11.11.2014, 12:00 Uhr
Heidenheim ehrt jüdischen Gelehrten

© Dressler

Wie mehrfach berichtet, heißt ein Teil der Straße „Im Moos“ nun „Wolf-Heidenheim-Gasse“. Dieser Weg führte früher von der Synagoge (auf dem heutigen Parkplatz des Kreditinstituts) zum nicht weit entfernten jüdischen Schulhaus. Der Namensgeber Wolf Heidenheim (1757-1832) war ein bedeutender jüdischer Gelehrter. Er stammte aus dem Ort im Hahnenkamm, gründete in Rödelheim bei Frankfurt eine Buchdruckerei und wirkte dort viele Jahre. Eines seiner bedeutenden Werke war ein Gebetbuch für jüdische Festtage. Viele seiner Schriften wurden nicht veröffentlicht. Die meisten seiner Manuskripte befinden sich heute in einer Bücherei im englischen Oxford.
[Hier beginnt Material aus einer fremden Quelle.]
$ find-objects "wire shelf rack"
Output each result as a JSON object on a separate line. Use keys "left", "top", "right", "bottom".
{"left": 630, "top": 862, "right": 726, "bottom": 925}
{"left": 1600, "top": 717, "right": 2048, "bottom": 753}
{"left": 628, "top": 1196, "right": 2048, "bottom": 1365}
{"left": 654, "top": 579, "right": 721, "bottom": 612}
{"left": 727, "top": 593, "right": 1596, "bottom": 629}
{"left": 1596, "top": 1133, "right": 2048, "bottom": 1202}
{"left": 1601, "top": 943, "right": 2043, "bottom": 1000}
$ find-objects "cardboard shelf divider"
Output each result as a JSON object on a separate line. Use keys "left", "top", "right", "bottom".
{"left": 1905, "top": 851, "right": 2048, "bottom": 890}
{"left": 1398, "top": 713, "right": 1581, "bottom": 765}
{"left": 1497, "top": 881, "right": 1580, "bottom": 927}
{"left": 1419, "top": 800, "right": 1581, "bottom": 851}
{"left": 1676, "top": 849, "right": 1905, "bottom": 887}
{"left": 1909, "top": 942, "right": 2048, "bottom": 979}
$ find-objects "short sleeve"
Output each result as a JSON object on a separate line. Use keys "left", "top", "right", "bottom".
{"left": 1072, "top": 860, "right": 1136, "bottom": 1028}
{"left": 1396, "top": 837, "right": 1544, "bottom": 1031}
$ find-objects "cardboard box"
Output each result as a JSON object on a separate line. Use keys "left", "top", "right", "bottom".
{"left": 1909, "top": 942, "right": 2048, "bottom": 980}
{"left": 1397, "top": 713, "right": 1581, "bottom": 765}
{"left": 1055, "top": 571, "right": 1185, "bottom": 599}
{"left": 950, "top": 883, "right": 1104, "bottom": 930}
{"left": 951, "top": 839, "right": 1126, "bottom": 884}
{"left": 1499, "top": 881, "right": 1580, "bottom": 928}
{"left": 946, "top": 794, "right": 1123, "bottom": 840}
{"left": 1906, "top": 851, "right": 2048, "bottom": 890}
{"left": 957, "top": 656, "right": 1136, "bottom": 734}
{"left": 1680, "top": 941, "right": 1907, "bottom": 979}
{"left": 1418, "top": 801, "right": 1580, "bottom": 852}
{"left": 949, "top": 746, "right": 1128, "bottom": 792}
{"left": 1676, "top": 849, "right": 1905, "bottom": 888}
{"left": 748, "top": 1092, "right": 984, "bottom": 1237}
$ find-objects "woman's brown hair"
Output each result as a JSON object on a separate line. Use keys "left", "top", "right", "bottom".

Gerhard Kühnel, Vorsitzender der Wolf-Heidenheim-Gesellschaft, erinnerte an die 1854 eingeweihte Heidenheimer Synagoge, die zahlenmäßig recht große Judengemeinde, die zunehmende Überwachung und Schikanierung ab 1933, was in die Ausschreitungen am 9. November 1938 mündete. Vor 76 Jahren seien die jüdischen Bürger von Heidenheim vertrieben und die Synagoge geplündert und niedergebrannt worden. Die Ausschreitungen hätten zwei bis drei Tage gedauert. Danach habe die SA melden können, dass Heidenheim nun „judenfrei“ sei. Lothar Martin, ein Überlebender der NS-Zeit, berichtete Gerhard Kühnel 2011 in Tel Aviv, dass er als Schulkind schon vor 1938 Misshandlungen in Heidenheim erlebte.

Das in jener Zeit zutage getretene Ausmaß an Unmenschlichkeit erscheine heutzutage geradezu unvorstellbar. Viele Heidenheimer hätten bei den Untaten vor 76 Jahren mitgemacht, sei es aus ideologischer Überzeugung, sei es als Mitläufer. Nur wenige hätten Solidarität mit den Juden bewiesen, betonte Kühnel. Als eines der Ziele der Wolf-Heidenheim-Stiftung nannte er, eine Gedenkstätte für Wolf Heidenheim in der alten jüdischen Schule einzurichten. Die Gesellschaft wende sich im Übrigen gegen Diskriminierung jeder Art.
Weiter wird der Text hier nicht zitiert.